Pada praktikum kali ini, kita menggunakan tiga medium, yaitu AA(Amilum agar),
NAL (Nutrient Agar) + 1% minyak zaitun, dan SMA (Skim Milk Agar). Masing – masing
dari medium tersebut mengandung bahan dasar bagi bakteri untuk melakukan metabolisme.
Disini digunakan dua bakteri yaitu bakteri koloni I (KK) dan bakteri koloni II (KP).

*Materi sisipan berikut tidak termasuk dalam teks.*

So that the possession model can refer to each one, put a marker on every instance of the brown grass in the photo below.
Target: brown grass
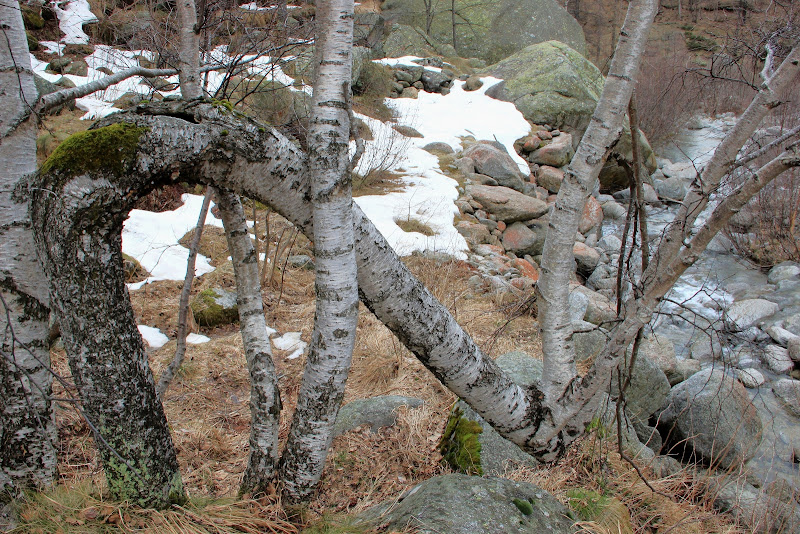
(208, 410)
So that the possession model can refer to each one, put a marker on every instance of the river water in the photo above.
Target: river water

Karakterisasi dan klasifikasi sebagian besar mikrobia seperti bakteri berdasarkan pada
reaksi enzimatik ataupun biokimia. Mikroba dapat tumbuh pada beberapa tipe media,
memproduksi tipe metabolit tertentu yang dideteksi dengan interaksi mikrobia dengan reagen
test yang menghasilkan warna reagen (Fogarti, 1983). Reaksi-reaksi dalam sel akan
teridentifikasi dengan melakukan pengujian-pengujian tertentu. Sel akan memberikan respon
sesuai dengan kemampuan yang dimilikinya, misalnya menghasilkan enzim katalase, enzim
gelatinase atau kemampuan untuk menghidrolisis lemak (Pelczar 1986). Untuk mempelajari
karakteristik biokimia suatu biakan murni bakteri maka dapat digunakan suatu uji biokimia
yaitu uji hidrolisis amilum, uji hidrolisis protein dan uji hidrolisis lemak.

1. Uji Hidrolisis Amilum

Mikroorganisme yang bersifat amilolitik dapat memecah pati (amilum) yang terdapat
dalam makanan menjadi senyawa yang lebih sederhana, terutama dalam bentuk glukosa.

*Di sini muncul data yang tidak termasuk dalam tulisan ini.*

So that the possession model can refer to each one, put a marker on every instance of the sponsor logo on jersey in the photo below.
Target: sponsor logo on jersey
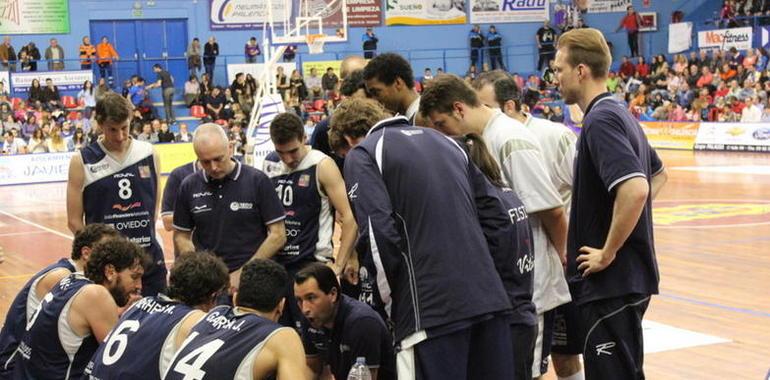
(235, 206)
(120, 207)
(98, 167)
(304, 180)
(144, 171)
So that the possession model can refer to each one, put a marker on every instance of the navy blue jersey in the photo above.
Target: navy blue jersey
(19, 313)
(141, 344)
(228, 216)
(172, 186)
(399, 180)
(309, 215)
(122, 195)
(51, 349)
(612, 148)
(358, 332)
(222, 346)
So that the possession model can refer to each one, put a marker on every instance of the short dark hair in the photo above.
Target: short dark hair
(112, 108)
(120, 253)
(443, 91)
(263, 284)
(352, 83)
(324, 275)
(287, 127)
(387, 68)
(196, 276)
(90, 235)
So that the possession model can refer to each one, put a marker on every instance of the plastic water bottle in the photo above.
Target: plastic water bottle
(360, 371)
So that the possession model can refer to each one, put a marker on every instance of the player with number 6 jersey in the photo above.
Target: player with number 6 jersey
(115, 181)
(146, 336)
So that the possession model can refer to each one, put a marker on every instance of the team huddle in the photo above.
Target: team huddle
(455, 259)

Reaksi hidrolisis pati menyebabkan pencairan pati sehingga menyebabkan perubahan pada
cita rasa makanan (Fogarti, 1983).
Amilum merupakan karbohidrat yang masuk dalam jenis polisakarida. Polisakarida
merupakan makromolekul, polimer dengan beberapa monosakarida yang dihubungkan
dengan ikatan glikosidik. Beberapa polisakarida berfungsi sebagai materi simpanan atau
cadangan yang nantinya ketika diperlukan akan dihidrolisis untuk menyediakan gula bagi sel.
Kemampuan untuk memanfaatkan gula atau unsur yang berhubungan dengan konfigurasi
yang berbeda dari glukosa merupakan hasil kemampuan organisme untuk mengubah substrat
menjadi perantara-perantara sebagai jalur untuk fermentasi glukosa (Sukarminah, 2010)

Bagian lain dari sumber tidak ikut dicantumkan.